The entryway to the reclamation yard was a wide gravel road, overlooked by a large sign that was half hidden by dry bushes. There were rusty vehicles parked on the side which towered over my car. The road was long and windy, and it wasn't obvious at all where I had to go. As I turned a corner, the land opened up into a large, grassless area that had enormous piles of twisted metal, sections of buses and trucks, and parts of vehicles that I didn't even recognize. I finally noticed a small office. I pulled up to the window and read a notice that said, "Enter at your own risk". I laughed at first, thinking that it was a joke about entering the office. I soon realized that it wasn't a joke at all; the notice was about entering the yard itself. I looked around and realized how dangerous this place was. It was an alien garbage dump of sharp, heavy metal that at any moment could tumble onto your car. "Oh gosh!" I thought to myself, "I'd better get out of here as soon as possible." The lady in the office directed me to a cathedral-like shed where I could take my canisters. I pulled in and a man came over to help. All around were huge dumpsters, each filled with scraps made of a certain kind of metal.
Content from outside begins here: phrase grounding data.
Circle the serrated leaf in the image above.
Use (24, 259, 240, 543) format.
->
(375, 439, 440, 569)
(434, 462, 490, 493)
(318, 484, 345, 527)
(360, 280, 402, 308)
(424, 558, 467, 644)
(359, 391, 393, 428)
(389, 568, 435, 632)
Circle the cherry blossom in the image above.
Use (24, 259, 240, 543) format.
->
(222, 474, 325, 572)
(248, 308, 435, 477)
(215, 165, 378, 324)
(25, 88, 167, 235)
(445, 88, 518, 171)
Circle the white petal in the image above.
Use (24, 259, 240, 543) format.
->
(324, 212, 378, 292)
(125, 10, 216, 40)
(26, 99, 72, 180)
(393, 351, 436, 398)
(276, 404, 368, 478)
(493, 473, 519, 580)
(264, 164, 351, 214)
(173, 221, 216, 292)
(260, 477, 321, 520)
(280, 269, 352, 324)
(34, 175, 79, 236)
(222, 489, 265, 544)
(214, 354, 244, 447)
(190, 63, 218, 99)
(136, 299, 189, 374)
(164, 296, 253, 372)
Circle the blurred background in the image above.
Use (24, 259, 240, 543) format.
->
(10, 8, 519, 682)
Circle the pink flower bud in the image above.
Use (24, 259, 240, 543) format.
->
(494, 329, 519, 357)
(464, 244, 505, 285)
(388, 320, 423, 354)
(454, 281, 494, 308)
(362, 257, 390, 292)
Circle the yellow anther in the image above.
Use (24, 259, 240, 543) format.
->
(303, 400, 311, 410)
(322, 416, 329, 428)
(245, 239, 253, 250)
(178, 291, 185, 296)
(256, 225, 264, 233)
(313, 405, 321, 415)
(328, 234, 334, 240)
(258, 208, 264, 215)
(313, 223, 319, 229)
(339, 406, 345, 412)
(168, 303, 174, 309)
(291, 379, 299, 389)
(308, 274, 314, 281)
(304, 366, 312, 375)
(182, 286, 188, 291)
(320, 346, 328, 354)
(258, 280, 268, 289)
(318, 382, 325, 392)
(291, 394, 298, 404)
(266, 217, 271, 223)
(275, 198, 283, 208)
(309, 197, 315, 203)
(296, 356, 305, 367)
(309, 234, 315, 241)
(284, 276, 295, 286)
The place was dark and oily, and the man was too. He seemed angry, like his temper was boiling. So, I opened the car door to help get the canisters out, even though they were very heavy. He just snatched them from me and hurled them through the air without even looking where they were going.  All of them flew into a huge dumpster of similar items, and landed with a loud, metallic crash! I was impressed by the man's efficiency, but uneasy at his apparent mood. I thanked him and left quickly. On the way out, I realized that if I worked in a dark, dangerous, oily place, I would probably also be angry. I opened the window and took a deep breath of fresh air. "Canisters gone," I thought. "There are five less things to get rid of on my list. And hopefully, I don't have to risk coming back here again!"

1. 'The tide has turned' is a figurative way of saying that things have changed, or life in general. When the tide changes, the direction of the ocean flow reverses. There are variations of this phrase, a common one being '(at) the turn of the tide'.

a. Intelligent systems can turn the tide of human poverty.

b. The announcement of reforms turned the tide of the crowd's anger to satisfaction.

2. 'Household goods' is the same as saying 'items'. Goods are purchasable products as opposed to services. When we talk about 'household goods' we could mean appliances, furniture, decorations, or anything else that is permanent.

a. Paper and pencils are not goods because we use them up completely. Whereas tables or lamps would be considered 'goods.'

b. The train was carrying goods to the central market.

3. 'To do an internet search' is the phrase we use to look something up on the internet.

a. My daughter did an internet search on tectonic plates for a science paper.

b. If you need to hire a good plumber, do an internet search; you'll get a whole list of plumbers.

4. 'To come up with' is a very useful phrase in English which shows our almost obsessive use of the preposition 'up'. The phrase means to find, discover, or figure out.

a. He came up with a plan to save a few hundred dollars each year until he could afford a plane ticket.

b. Our plan is to learn five verbs a day for three months.